2016
Concrete Brick, Gravel, Inkjet Print, LED, Six Channel Audio Track, Halogen Light, Microcontroller, Digital Print, Steel
I
The viewer is confronted by a large structure constructed of concrete bricks, located on the floor in the initial exhibition space. Its structure is a six-square grid, orthogonally misaligned from the urban grid, instead aligning to the compass north. Its form evokes the excavation or reconstruction of an unknown past or the foundations of a possible future structure. It contains an embedded network of choreographed programmed lights casting inwardly to illuminate the thin space of questioning, sequenced to constantly shift over approximately one hour, changing the conversational logics, slipping through internal cracks, and modeling the limits of the space. Small pieces of gravel are loosely formed into probabilistic patterns and cast shifting shadows across the sunken area. It is unclear to what the structure corresponds, and it is embedded within a large structural concrete pillar, including it in its modeling of the space and unsteadying possible scale and historical referents.
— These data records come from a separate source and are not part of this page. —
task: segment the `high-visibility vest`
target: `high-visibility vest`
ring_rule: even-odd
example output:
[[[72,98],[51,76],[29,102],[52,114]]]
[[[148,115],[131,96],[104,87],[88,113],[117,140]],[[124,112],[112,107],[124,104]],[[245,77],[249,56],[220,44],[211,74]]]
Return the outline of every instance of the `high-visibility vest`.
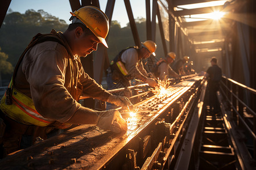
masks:
[[[48,35],[49,35],[49,34],[48,34]],[[55,36],[55,37],[52,38],[52,35],[50,35],[50,36],[51,36],[50,39],[45,39],[44,36],[43,41],[51,40],[59,42],[59,40],[57,40],[58,37],[57,36]],[[39,36],[44,35],[40,35]],[[34,38],[33,40],[35,40]],[[40,42],[41,42],[42,41],[40,41]],[[30,42],[30,45],[31,45],[31,43],[33,41]],[[23,57],[26,52],[27,52],[28,49],[36,44],[36,42],[32,44],[32,45],[29,45],[21,56],[15,69],[14,70],[13,78],[9,83],[9,88],[11,91],[11,94],[7,94],[7,91],[6,91],[1,101],[0,108],[2,111],[10,118],[18,122],[25,125],[47,126],[54,124],[56,128],[68,128],[70,127],[72,124],[66,123],[61,124],[60,122],[59,124],[56,124],[56,121],[55,120],[46,118],[43,117],[36,111],[32,99],[19,91],[17,89],[14,88],[13,86],[14,76],[16,74],[18,67],[19,66]],[[10,96],[10,97],[11,97],[10,100],[11,103],[7,104],[7,100],[6,100],[7,95]],[[57,126],[56,126],[55,125],[58,125]]]
[[[138,46],[129,46],[125,49],[123,49],[115,57],[114,60],[110,63],[110,68],[112,72],[114,70],[117,70],[119,73],[121,73],[120,76],[129,75],[129,73],[125,68],[125,64],[122,62],[121,57],[125,50],[130,48],[134,48],[136,50],[138,50]]]

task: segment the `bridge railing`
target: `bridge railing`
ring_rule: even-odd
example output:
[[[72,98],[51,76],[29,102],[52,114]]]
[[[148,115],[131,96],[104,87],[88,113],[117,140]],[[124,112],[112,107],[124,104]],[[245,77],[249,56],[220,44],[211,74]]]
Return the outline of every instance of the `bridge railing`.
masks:
[[[254,155],[256,156],[256,112],[255,108],[249,106],[250,101],[246,102],[245,94],[249,95],[251,100],[255,99],[256,90],[240,83],[225,76],[222,76],[221,82],[220,91],[229,103],[229,109],[232,111],[232,116],[237,126],[242,128],[251,137],[254,142]]]

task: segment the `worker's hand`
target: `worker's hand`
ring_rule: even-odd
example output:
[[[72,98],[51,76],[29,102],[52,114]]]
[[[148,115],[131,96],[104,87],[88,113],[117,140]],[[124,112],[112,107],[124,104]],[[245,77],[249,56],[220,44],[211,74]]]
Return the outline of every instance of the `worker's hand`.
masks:
[[[127,124],[117,110],[98,112],[97,125],[103,130],[110,130],[119,133],[126,131]]]
[[[119,105],[123,108],[127,108],[130,112],[134,112],[134,107],[129,99],[125,96],[111,95],[108,99],[108,102]]]
[[[150,78],[155,78],[155,75],[154,75],[154,74],[152,73],[147,73],[147,75],[148,75],[148,77]]]
[[[155,86],[156,86],[158,84],[158,83],[156,83],[156,82],[155,80],[154,79],[149,78],[148,78],[146,80],[145,83],[148,83],[148,85],[151,87],[154,87]]]

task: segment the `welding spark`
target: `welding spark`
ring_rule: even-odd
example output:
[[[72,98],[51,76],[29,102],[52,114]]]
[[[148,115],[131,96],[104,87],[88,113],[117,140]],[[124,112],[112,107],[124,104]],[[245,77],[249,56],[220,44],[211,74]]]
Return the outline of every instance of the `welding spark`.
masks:
[[[167,91],[167,88],[170,86],[170,79],[167,79],[165,80],[161,80],[158,79],[158,86],[156,86],[155,89],[151,90],[152,92],[159,96],[164,96]]]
Part of a triad of works which considered the obfuscated view, semiotics of the image, historical reconstruction of the architectural site, and ways of thinking through unhinged subjectivities and embedded histories. A key interest was around light and the conditions of visibility and invisibility inside the space of the gallery.
II
A darkened subterranean space contains shifting multi-channel resonant audio directing a viewer’s attention into the elongated room. Infrequent brief bursts for 300 microseconds of high-intensity light can be anticipated by audible frequency shifts, briefly impressing after- images onto the retina of viewers from photographic plates installed in three locations. Attached to the walls in these points are large metal plates affixed with large digital prints orthogonally aligned 29° to counteract the Manhattan Street grid. Considering their reception in time the images exist primarily as retinal after-images, slowly revealing themselves after the perception of several flashes to be digital reconstructions of the space of the gallery, with an added palimpsest of all other structures historically present on the site of exhibition – momentary virtual mirrors created through simulated 3D reconstructions of archival documents. Unlike optical mirrors these devices render the viewer invisible, replaced by the visual presence of past structures including the boiler room of a 1912 university building, and the retaining wall of a significant 19th Century New York market hall which once divided the space. The natural light moves through the uninterrupted space of the virtual reconstruction and encounters its past, proposing an engine of historical resuscitation powered by light.
III
Oriented to leave the exhibition, the viewer notices a sliver of cold light projecting from an opened hatch in the ceiling. Suspended in the infrastructural space between the ceiling and the floor above is a printed image caught on a structural beam, fluttering in the wind of the HVAC system. The print depicts a grid of sidewalk panels photographed from across the city which together reveal a chalk drawing which mimics the directionality of the unseen light source. It is communicated to the viewer that an unspecified number of similar images have been permanently affixed to hidden structural elements throughout the institution. These images remain hidden, and the work will remain extant for the duration of its architectural host. The work draws on cross-cultural ritual practices in which the placement of symbolic objects into the foundations and structural elements of buildings was believed to pass on their spirits and lend stability.